According to Hmelo-Silver’s lecture, the goal of PBL is to help students develop:

• Flexible knowledge
• Effective problem-solving skills
• Self-directed learning skills
• Effective collaboration skills
• Intrinsic motivation

Through the PBL, the students can (1) engage in the problem with their current domain knowledge, seek related information, have awareness of knowledge limitation, and learn more in the process. (2) identify the problem and set hypotheses, and integrate the metacognitive knowledge and appropriate strategies to solve the problem effectively. (3) be clear about what they do and do not understand, set proper learning goal, make a viable plan, assess the results correctly, and reflect their achievements. (4) share the information with members, discuss and negotiate with each other, exchange and acknowledge the important ideas, and get agreement. (5) be interested in the problem, prefer to investing more effort and time to engage in the challenges (Savery, 2006).

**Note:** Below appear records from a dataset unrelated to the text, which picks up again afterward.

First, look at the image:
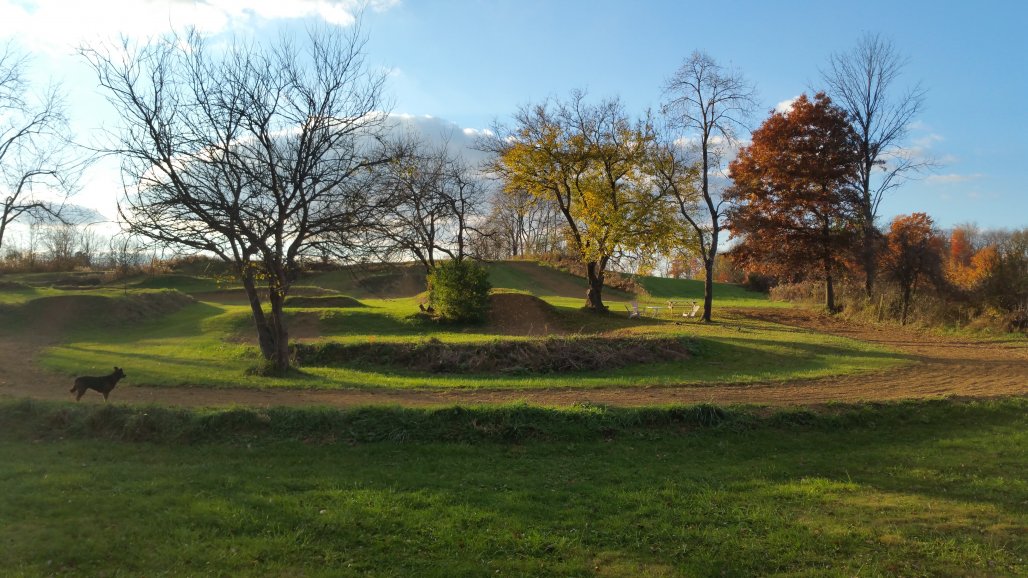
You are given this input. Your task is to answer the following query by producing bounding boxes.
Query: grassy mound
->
[2,290,194,334]
[134,275,218,293]
[286,295,367,309]
[294,337,692,374]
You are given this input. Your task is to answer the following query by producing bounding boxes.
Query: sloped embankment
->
[0,290,195,336]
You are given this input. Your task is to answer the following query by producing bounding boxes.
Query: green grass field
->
[34,299,905,389]
[0,261,906,389]
[0,398,1028,577]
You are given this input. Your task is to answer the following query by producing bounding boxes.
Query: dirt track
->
[0,310,1028,407]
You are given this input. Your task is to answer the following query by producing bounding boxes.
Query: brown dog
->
[70,367,125,403]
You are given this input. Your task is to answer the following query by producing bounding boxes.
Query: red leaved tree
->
[726,93,857,311]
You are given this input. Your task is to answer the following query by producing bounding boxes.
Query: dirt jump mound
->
[286,295,367,309]
[485,293,566,335]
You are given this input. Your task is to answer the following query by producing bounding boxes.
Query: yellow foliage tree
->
[488,92,676,311]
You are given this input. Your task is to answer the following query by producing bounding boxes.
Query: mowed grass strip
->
[0,398,1028,576]
[42,299,907,389]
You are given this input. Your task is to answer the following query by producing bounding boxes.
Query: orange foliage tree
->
[725,93,857,311]
[883,213,943,325]
[946,225,999,291]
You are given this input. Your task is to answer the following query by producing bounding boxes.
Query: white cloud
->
[774,95,800,114]
[924,173,985,184]
[0,0,390,52]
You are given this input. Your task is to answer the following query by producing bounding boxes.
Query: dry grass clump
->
[294,336,692,374]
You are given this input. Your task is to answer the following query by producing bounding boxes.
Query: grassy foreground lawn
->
[42,298,906,389]
[0,398,1028,577]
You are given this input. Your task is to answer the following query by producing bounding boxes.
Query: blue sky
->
[0,0,1028,227]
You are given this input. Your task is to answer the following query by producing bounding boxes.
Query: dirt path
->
[0,310,1028,407]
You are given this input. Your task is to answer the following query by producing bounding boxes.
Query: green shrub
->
[429,259,492,321]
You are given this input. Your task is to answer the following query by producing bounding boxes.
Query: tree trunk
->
[240,265,276,360]
[824,273,836,313]
[900,286,911,325]
[585,257,607,312]
[703,257,713,323]
[860,222,878,298]
[267,287,289,371]
[703,225,721,323]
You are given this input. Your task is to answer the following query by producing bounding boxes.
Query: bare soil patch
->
[285,295,367,309]
[485,293,566,335]
[0,310,1028,407]
[293,337,691,378]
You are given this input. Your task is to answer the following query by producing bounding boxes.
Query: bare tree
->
[81,28,384,370]
[0,42,81,247]
[821,33,933,296]
[662,51,757,321]
[369,133,484,273]
[479,188,563,258]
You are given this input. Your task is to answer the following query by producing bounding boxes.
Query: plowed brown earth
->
[0,310,1028,407]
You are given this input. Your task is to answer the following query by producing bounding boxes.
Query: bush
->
[429,259,492,321]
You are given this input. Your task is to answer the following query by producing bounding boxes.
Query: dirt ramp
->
[286,295,367,309]
[486,293,567,335]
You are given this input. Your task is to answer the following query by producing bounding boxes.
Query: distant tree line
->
[0,25,1025,370]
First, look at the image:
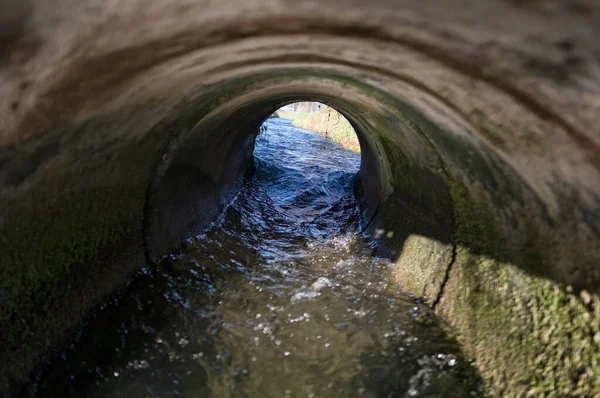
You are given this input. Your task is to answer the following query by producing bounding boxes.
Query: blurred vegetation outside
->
[271,105,360,153]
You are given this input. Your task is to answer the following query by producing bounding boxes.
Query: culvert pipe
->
[0,0,600,396]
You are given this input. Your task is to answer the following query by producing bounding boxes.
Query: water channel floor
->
[37,119,483,398]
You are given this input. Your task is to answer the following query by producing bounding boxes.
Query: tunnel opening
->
[253,102,361,221]
[34,96,484,398]
[0,9,600,396]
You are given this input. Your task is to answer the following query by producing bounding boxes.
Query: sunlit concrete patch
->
[0,0,600,396]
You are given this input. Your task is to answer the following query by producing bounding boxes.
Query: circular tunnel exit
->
[0,5,600,397]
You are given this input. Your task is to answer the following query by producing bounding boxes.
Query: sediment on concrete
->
[0,0,600,396]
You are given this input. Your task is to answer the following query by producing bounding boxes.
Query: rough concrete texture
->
[0,0,600,397]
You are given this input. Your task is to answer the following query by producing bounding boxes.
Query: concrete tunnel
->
[0,0,600,397]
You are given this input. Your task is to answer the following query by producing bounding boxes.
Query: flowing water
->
[37,119,482,398]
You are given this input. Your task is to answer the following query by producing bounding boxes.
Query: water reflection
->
[38,119,481,398]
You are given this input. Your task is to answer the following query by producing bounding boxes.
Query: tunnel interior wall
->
[0,0,600,396]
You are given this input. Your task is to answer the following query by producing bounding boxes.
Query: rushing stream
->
[37,119,482,398]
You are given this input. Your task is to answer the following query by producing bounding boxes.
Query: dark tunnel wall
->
[0,0,600,396]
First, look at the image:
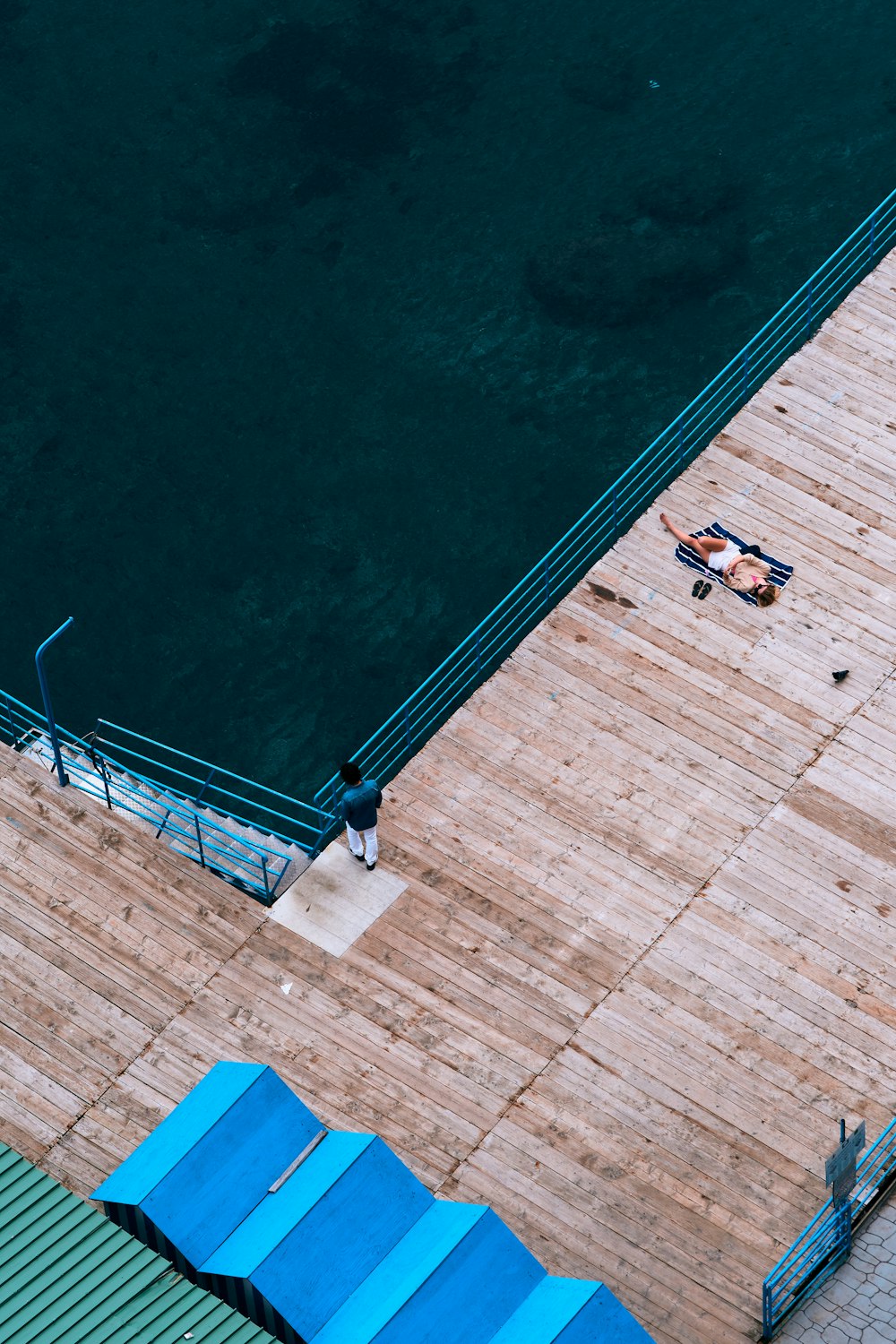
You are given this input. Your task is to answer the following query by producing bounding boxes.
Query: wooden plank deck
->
[0,257,896,1344]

There are some strategies can be used when the teachers apply PBL in practice: (a) build on students discourse. It provides students to present ideas and viewpoints on the basis of their knowledge and information, which can activate them to negotiate and argue various opinions. (b) push for explanation. It helps students to create the casual models, make knowledge public and open for discussion, and make students realize their limitation of knowledge. (c) revoicing. It can clarify ideas and make other students clearly about the discussing contents, and remind the ideas as important in order to affect direction of discussion. (d) summarizing. It gives quiet students opportunities to participate, helps students to synthesize ideas, exposes facts which students considered as important, and keep the learning process on track. (e) generate/evaluate hypotheses. It helps students to focus their inquiry, examine fit between hypotheses and accumulating evidence, and become aware of their limitation of knowledge. (f) encourage construction of visual representation. It makes students construct integrated structure of knowledge and information so as to connect mechanism to observable effects (Hmelo-Silver & Barrows, 2006; PowerPoint by Hmelo-Silver, 2014).

This webinar does not only help me have a deep understanding of PBL, but also encourage me to apply this instructional approach in the elementary education. However, on the basis of PBL mechanism, I feel that not all of the disciplines in the elementary education are suitable to adopt this approach or get the achievement as PBL expected. Therefore, how to apply PBL in the elementary education should be one of the main topics in the PBL field.

References:
Savery, J. R. (2006). Overview of problem-based learning: Definitions and distinctions. Interdisciplinary Journal of Problem-based Learning, 1 (1).

Hmelo-Silver, Cindy E., & Barrows, H. S. (2006). Goals and strategies of a problem-based learning facilitator. Interdisciplinary Journal of Problem-based Learning, 1 (1).